CMHC is slowly exiting the insurance market… with Canadian mortgage rates remaining at all-time lows and no visible slow down for the real estate market, CMHC is reducing its risk exposure to the mortgage market.
CMHC announced on Friday that it will be eliminating 2 of it’s programs for insured mortgages:
- The self-employed “Stated Income” (where income cannot be verified via Notices of Assessment for the last 2 years), and
- Second Home Mortgage (Properties that are not primary residence and are not used as a rental, ie.
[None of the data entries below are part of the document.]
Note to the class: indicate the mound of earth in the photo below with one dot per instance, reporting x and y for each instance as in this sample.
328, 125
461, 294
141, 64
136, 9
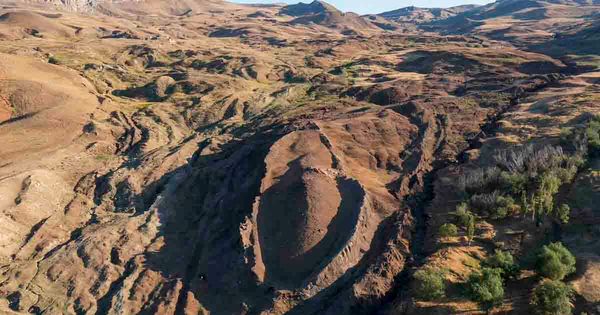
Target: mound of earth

Vacation Home)
The new changes go into effect on May 29th, any applications submitted after this date will no longer be reviewed under those 2 programs.
So what options are still available for self-employed individuals who cannot provide proof of income?
- Major lenders that use the other 2 insurers, Genworth and Canada Guaranty, assuming they will keep their programs open.
- Self-Ensured Lenders
- Private Lenders that can finance up to 85% LTV (15% down-payment)
Lastly, any individual who purchased a primary residence and was insured via CMHC will not be able to co-sign, or obtain another mortgage under CMHC. Exceptions being rental properties and bulk insured mortgages (mortgages with more than 20% down).
According to CMHC these 2 programs only account for 3% of its unit volume, but this appears to be first of many changes to come as CMHC is looking to reduce government involvement in the mortgage market and at the same time continue “slow down” the Canadian real estate market.